We can now load and store data and we have a way to keep track of accumulative sums of the blocks of a row. In case N is not divible by BLOCK_N we can load using a boundary_check. We can add this check in any case and see later what the cost of this check is during the optimization section. The final kernel is then as follows:

import torch
import triton
import triton.language as tl


def sum_row_blocked_iterative(A: torch.Tensor) -> torch.Tensor:
    """Calculate the sum of a tensor A along the final dim.

    Args:
        A: Tensor of shape (M, N) containing the input values.

    Returns:
        Tensor of shape (M, ) containing the summed values.
    """
    M, N = A.shape
    outputs = torch.empty((M,), dtype=A.dtype, device=A.device)

    sum_row_blocked_iterative_kernel[(M, )](
        A_ptr=A, outputs_ptr=outputs,
        M=M, N=N,
        A_strides_x=A.stride(0), A_strides_y=A.stride(1),
        BLOCK_N=8,
    )

    return outputs


@triton.jit
def sum_row_blocked_iterative_kernel(
    A_ptr: tl.tensor, outputs_ptr: tl.tensor,
    M: tl.constexpr, N: tl.constexpr,
    BLOCK_N: tl.constexpr,
    A_strides_x, A_strides_y,
):
    """Calculate the sum of a row of the input tensor, storing the result in
    the output. We assume the input row fits into SRAM.

    Args:
        A_ptr: Pointer to the input tensor.
        outputs_ptr: Pointer to the output tensor.
        M: Number of rows in the input tensor.
        N: Number of columns in the input tensor.
        BLOCK_N: Block size of each row we load.
        input_stride_x: Stride of the input tensor along the row dim.
        input_stride_y: Stride of the input tensor along the column dim.
    """
    program_id = tl.program_id(axis=0)

    input_block_ptr = tl.make_block_ptr(
        base=A_ptr,
        shape=(M, N),
        strides=(A_strides_x, A_strides_y),
        offsets=(program_id, 0),
        block_shape=(1, BLOCK_N),
        order=(1, 0),
    )
    output_block_ptr = tl.make_block_ptr(
        base=outputs_ptr,
        shape=(M, ),
        strides=(1, ),
        offsets=(program_id, ),
        block_shape=(1, ),
        order=(0, ),
    )

    accumulator = tl.zeros((1, ), dtype=tl.float32)
    for _ in range(0, N, BLOCK_N):
        input_block = tl.load(input_block_ptr, boundary_check=(0, 1))
        accumulator += tl.sum(input_block, axis=1)
        input_block_ptr = tl.advance(input_block_ptr, (0, BLOCK_N))

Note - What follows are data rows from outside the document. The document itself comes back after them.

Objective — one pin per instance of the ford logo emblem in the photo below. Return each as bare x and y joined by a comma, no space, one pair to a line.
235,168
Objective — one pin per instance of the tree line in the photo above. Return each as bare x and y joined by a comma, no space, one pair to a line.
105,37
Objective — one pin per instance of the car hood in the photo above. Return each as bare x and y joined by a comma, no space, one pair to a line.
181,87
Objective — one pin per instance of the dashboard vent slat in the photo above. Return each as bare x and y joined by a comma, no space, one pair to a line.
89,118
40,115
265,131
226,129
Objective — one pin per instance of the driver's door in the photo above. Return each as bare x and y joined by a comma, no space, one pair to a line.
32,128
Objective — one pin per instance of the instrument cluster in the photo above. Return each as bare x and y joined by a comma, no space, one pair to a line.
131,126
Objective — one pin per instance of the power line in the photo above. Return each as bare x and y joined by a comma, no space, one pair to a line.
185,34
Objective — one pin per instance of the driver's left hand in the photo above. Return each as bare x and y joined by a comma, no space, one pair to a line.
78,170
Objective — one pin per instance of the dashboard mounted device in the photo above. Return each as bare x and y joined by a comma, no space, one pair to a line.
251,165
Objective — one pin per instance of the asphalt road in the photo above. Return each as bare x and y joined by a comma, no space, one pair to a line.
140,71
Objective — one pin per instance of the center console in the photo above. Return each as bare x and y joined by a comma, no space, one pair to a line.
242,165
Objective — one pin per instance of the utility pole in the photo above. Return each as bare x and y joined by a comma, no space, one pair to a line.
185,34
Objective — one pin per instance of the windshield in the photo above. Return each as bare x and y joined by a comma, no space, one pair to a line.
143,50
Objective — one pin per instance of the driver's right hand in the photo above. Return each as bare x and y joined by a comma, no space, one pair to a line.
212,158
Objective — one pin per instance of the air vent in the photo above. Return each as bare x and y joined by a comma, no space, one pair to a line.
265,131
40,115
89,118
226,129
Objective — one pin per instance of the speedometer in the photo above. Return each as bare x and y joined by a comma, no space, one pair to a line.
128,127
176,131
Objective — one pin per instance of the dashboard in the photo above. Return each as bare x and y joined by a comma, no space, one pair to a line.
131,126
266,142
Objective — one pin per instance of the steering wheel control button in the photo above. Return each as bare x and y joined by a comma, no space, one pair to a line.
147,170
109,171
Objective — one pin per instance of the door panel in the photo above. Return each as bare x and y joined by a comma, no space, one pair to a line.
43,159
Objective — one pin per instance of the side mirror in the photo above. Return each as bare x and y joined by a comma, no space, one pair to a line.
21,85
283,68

    tl.store(output_block_ptr, accumulator)

I hope this was a useful primer on Triton so far. The next chapter will delve into benchmarking and optimizing kernels. For complete code to the sum kernels you can check the code folder, there will be three versions: simple row sum, blocked row sum and iterative row sum, each discussed in some parts in this chapter.